Open
Description
Streamed Voice Agent Demo - Multiple Performance Issues
Description
The streamed voice agent demo is experiencing several critical issues that affect its usability and functionality:
- High Latency: There is a significant delay (3-4 seconds) before receiving responses.
- Language Switching: The agent randomly switches to Spanish during conversations.
- Over-sensitivity: The agent frequently detects speech and provides incorrect descriptions even when no one is speaking.
- Interruption Issues: The agent cannot be interrupted despite
semantic_vad
apparently being implemented in the code.
Steps to Reproduce
- Launch the streamed voice agent demo
- Attempt to engage in conversation with the agent
- Observe the delay between speaking and receiving a response
- Continue conversation for several exchanges to observe language switching
- Remain silent for periods to observe false speech detection
- Try to interrupt the agent while it's speaking
Expected Behavior
- Responses should begin within 1 second of user input
- The agent should maintain the initially selected language throughout the conversation
- Speech detection should only activate when actual speech is present
- The
semantic_vad
feature should allow interruption of the agent's responses
Actual Behavior
- Responses take 3-4 seconds to begin after user input
- The agent randomly switches to Spanish during English conversations
- The agent frequently reports detecting speech and provides descriptions when no one is speaking
- The agent cannot be interrupted despite the apparent implementation of
semantic_vad
Technical Details
From code inspection, semantic_vad
appears to be implemented but is not functioning as expected.

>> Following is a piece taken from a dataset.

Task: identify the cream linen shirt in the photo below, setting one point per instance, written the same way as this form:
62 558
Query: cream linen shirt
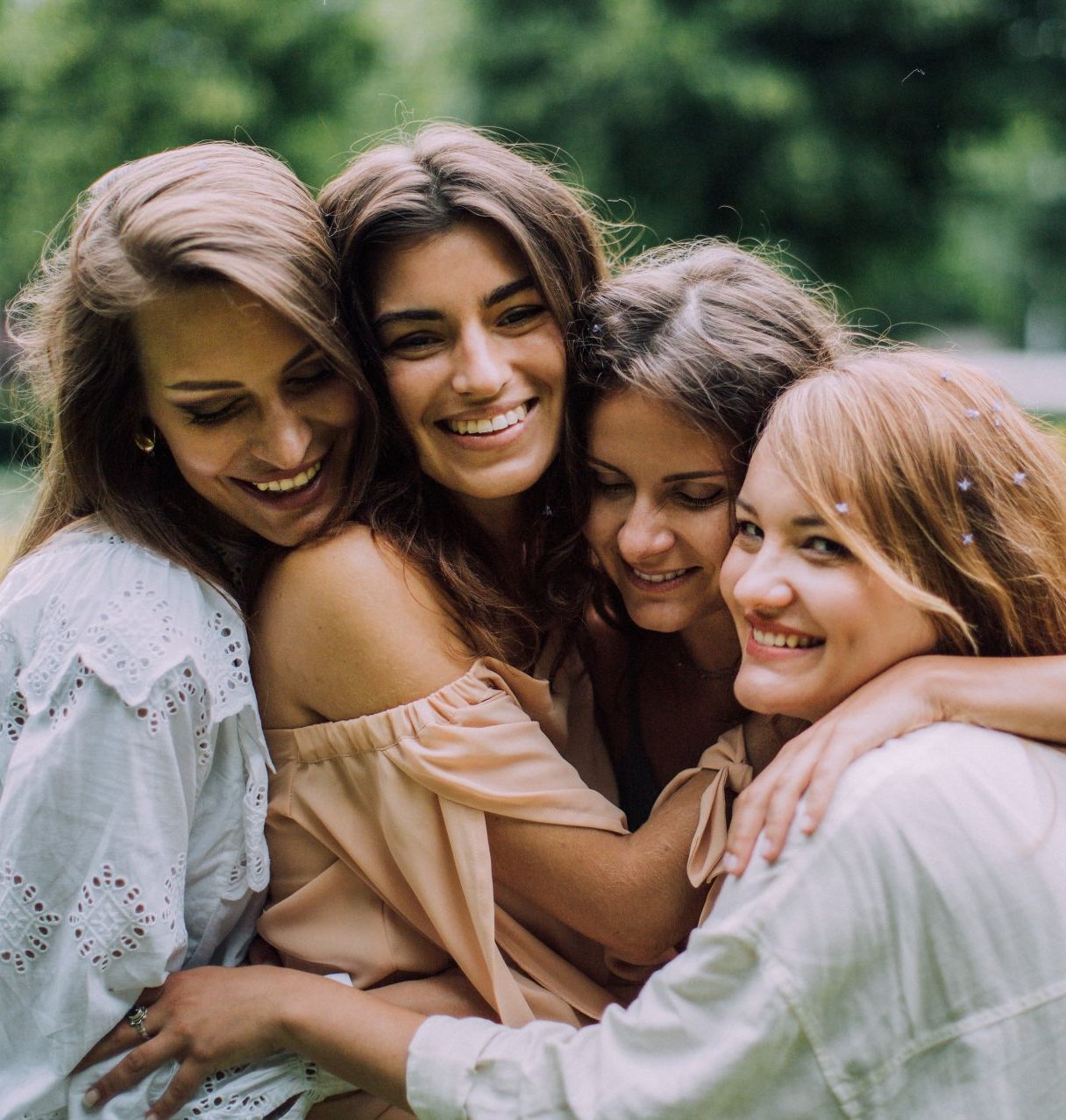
905 961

This suggests a potential issue with how the feature is integrated or configured in the current build.
Additional Notes
These issues significantly impact the user experience and demonstration value of the agent. The latency and language switching problems are particularly disruptive during presentations.
Possible Solutions
- Investigate streaming optimization to reduce latency
- Check language model configuration for potential causes of language switching
- Adjust speech detection sensitivity parameters
- Review
semantic_vad
implementation to ensure proper configuration
Priority
High - These issues prevent effective demonstration of the voice agent's capabilities.